About noon you hit your high point of the day. Your muscles feel fine and all the aches have gone. About 3:00 pm you are tired of snacking, and you start to lose energy. I try to slow down and be more careful. You start to watch the Guide or AT Hiker app to see how close you are to a camp site. If you are not stopping early, try for a less popular camp site.
Since I planned to be here (Fontana) on a Friday and Saturday night I made reservations. To avoid getting here early I stopped at Locust Cove Gap early. It's the only non-shelter site with water on the map in that area. I got there at 2:30 pm and there were already two section hiker tents set up. On the flat spots!
Anyway, by 5:00 pm I'll try to make camp. I find a relatively flat spot and quickly set up the tent. I throw the air mattress, quilt and other bags in and zip it up. I keep out my food bag and stove kit. If there's a water source I fill my Nalgene and use my Steripen for 90 seconds to purify the water.
If there's other hikers around I'll talk for a bit. But I usually want dinner. If there is a picnic table and room I'll cook there. I've only done that at Springer Mt. Most of the time I set up a small ground cloth and sit on that.
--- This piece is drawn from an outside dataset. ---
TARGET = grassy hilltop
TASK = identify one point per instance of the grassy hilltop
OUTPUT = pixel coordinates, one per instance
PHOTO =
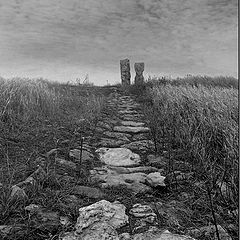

I use a variant of the Caldera Cone with an alcohol stove to boil water. About a tablespoon of denatured alcohol heats a cup of water.
I add cold water to freeze dried fruit. Have one or two protein shakes (messy) and a couple of cups of cold water. My entree is a freeze dried Mountain House to which I add freeze dried kale, asparagus, or broccoli and a tablespoon of ghee. I pour the boiling water from my pot into the freezer bag with my entree and let it sit for 10 minutes. Cleanup is rolling up the empty fruit and entree baggies and putting them into my gallon trash zip-lock. Plus licking my spoon clean.
You decompress the lighter food bag and either put it in your tent or hang it on a bear cable. If there are folks around, you talk some more.
I always pull out my inReach Explorer to create and send a waypoint for my Locate Cipher blog page. Hope it's working!
I also spend 30 to 40 minutes transferring photos from my camera to my phone and writing my blog. Usually I'm tired and forget the interesting stuff. Usually I have no signal to post the blog.
I try to wait as long to get into the tent as I can. Getting in and out means taking shoes off and then putting them back on. I take a leak before getting into the tent at night.
I put my cuben (waterproof, kind of) backpack under the tent fly, and sit in the tent with my feet out. I take off my shoes and nestle them inside the hip belt of my pack closest to the tent--to minimize wetness from rain.
I blow up the air matress then change my socks and add new foot goo. I change my cap and empty my pockets, then stretch out. If it's still early I use my Sandisk player to listen to my favorite albums.
I watch the woods through my tent screens as the sun goes down.